# Zum Belinea Monitor



## Jack (23. Mai 2002)

Also zu den Belinea Monitoren:

Ich hatte bis jetzt sehr gute erfahrungen mit Belinea und hab mir auch vor kurzem einen neuen Monitor diesmal einen TFT gekauft. Mit dem Bildschrim war ich anfangs sehr begeistert, bis das TFT eines Tages anfieng zu flackern. Belinea wollte mir einen NEUWERTIGEN AUSTAUSCHMONITOR schicken was dann auch geschah. Als ich den angeblich NEUWERTIGEN Montior auspackte stellte ich fest, dass das Display über 7 fehlerhafte Pixel besaß die Kanten verstoßen waren, in den Lüftungschlitzen Dreck hing. Von NEUTWERTIG konnte hier nicht mehr die Rede sein. 

In zukunft werde ich wegen diesem Service keinen Belinea Monitor mer kaufen, denn was bringt mir der Vor-ort austauschservice wenn ich ein gerät erhalte, dass ich auf dem Flohmarkt um die Hälfte bekommen hätte.


----------



## Freaky (23. Mai 2002)

hIhO

würd sagen da haste mal pech gehabt.
also wenn der monitor innerhalb der garantiezeit kaputt geht gibt es von jedem hersteller "nur" general überholte aus der gleichen Produktion stammende monitore. geht ja auch nicht wenn das ding 6 monate alt ist das es dann einen NEUEN gibt.
bei manchen austausch modellen fehlt dann sogar das produktionsdatum komisch oder ?? *g*

der fall sieht anders aus wenn es in den ersten 30 tagen passiert, da meine ich mich errinner zu können, müsste der händler sich um das problem kümmern, sprich das ding zum großhändler zurückschicken-->die prüfen das dann und es kommt ein neuer zurück oder so ähnlich 

in deinem falle ist das nütürlich nicht gut gelaufen, würd den dann noch mal bemängeln... !!!!!

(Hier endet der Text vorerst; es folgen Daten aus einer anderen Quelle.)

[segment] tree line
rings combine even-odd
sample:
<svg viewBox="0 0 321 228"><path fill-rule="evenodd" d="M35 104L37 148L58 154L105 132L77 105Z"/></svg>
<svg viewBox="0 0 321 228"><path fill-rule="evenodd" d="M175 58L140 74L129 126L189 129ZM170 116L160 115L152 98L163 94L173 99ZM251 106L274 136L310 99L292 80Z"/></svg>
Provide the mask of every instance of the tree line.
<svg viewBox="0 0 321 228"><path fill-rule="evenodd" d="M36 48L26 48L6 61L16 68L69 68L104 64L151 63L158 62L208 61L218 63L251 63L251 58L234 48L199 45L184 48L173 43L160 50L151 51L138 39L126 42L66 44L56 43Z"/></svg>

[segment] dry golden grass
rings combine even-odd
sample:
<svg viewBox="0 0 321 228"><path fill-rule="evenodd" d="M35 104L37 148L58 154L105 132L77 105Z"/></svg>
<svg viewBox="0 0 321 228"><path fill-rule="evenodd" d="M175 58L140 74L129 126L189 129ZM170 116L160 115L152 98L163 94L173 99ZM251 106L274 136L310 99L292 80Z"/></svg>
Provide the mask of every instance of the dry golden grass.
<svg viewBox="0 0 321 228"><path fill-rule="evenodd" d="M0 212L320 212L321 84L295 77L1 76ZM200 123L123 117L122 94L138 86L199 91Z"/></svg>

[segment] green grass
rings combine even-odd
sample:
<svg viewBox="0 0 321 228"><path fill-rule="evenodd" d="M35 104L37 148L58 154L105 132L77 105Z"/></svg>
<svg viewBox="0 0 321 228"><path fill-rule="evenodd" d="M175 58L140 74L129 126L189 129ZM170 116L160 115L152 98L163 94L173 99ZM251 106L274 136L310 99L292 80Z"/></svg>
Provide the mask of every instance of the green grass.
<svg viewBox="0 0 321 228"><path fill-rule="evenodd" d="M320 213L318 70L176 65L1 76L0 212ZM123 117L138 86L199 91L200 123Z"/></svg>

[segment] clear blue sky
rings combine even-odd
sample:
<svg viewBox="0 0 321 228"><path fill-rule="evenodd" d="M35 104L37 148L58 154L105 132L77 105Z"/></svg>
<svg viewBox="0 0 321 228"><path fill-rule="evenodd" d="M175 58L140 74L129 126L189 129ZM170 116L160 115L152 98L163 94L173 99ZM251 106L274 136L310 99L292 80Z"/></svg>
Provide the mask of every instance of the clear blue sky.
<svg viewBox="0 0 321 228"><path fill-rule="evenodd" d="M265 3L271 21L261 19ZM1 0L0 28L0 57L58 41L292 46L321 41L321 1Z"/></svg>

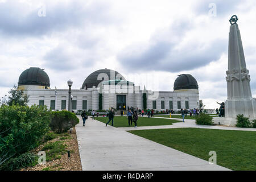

aber das gleiche hatte ich bei meinem 17" der fing irgendwann auch sporadisch an zu flackern während des betriebes...angerufen 2tage später kamm ein ersatzgerät (austauschgerät) aber das gleich wieder nur das der nicht mehr während des betriebs flacker sondern wenn ich ihn anschalte....der nächste ist auch schon unterwegs *g*


so long 
freaky


----------



## Eyewitness (24. Mai 2002)

Wir setzen bei uns in der Firma auch Belinea Monitore ein, haben hier etwa so um die 1.000 Stück und ständig sind welche zur Reparatur. Wenn die Monitore funktionieren, sind sie eigentlich richtig gut, nur leider sehr pflegebedürftig.

An Fehlern hatten wir bisher alles. Wackelkontakte, abgefackelte Monitore (die haben richtig gut geraucht), einfaches Flimmern und total verzerrtes Bild. Wenn ich mir privat einen Monitor zulegen würde, dann würde ich auf keinen Fall auf Belinea setzen, die Dinger sind einfach zu anfällig.


----------



## Trymon (24. Mai 2002)

Auch bei uns werden Belinea Monitore genutzt. Wir sind so begeistert von denen das wir jetzt nur nohc LG kaufen. Ich habe schon öfter schlechtes von Belinea gehört und einmal habe ich auch einen Rauchen gesenen, dummerweise auf nem LAN direkt mir gegenüber.


----------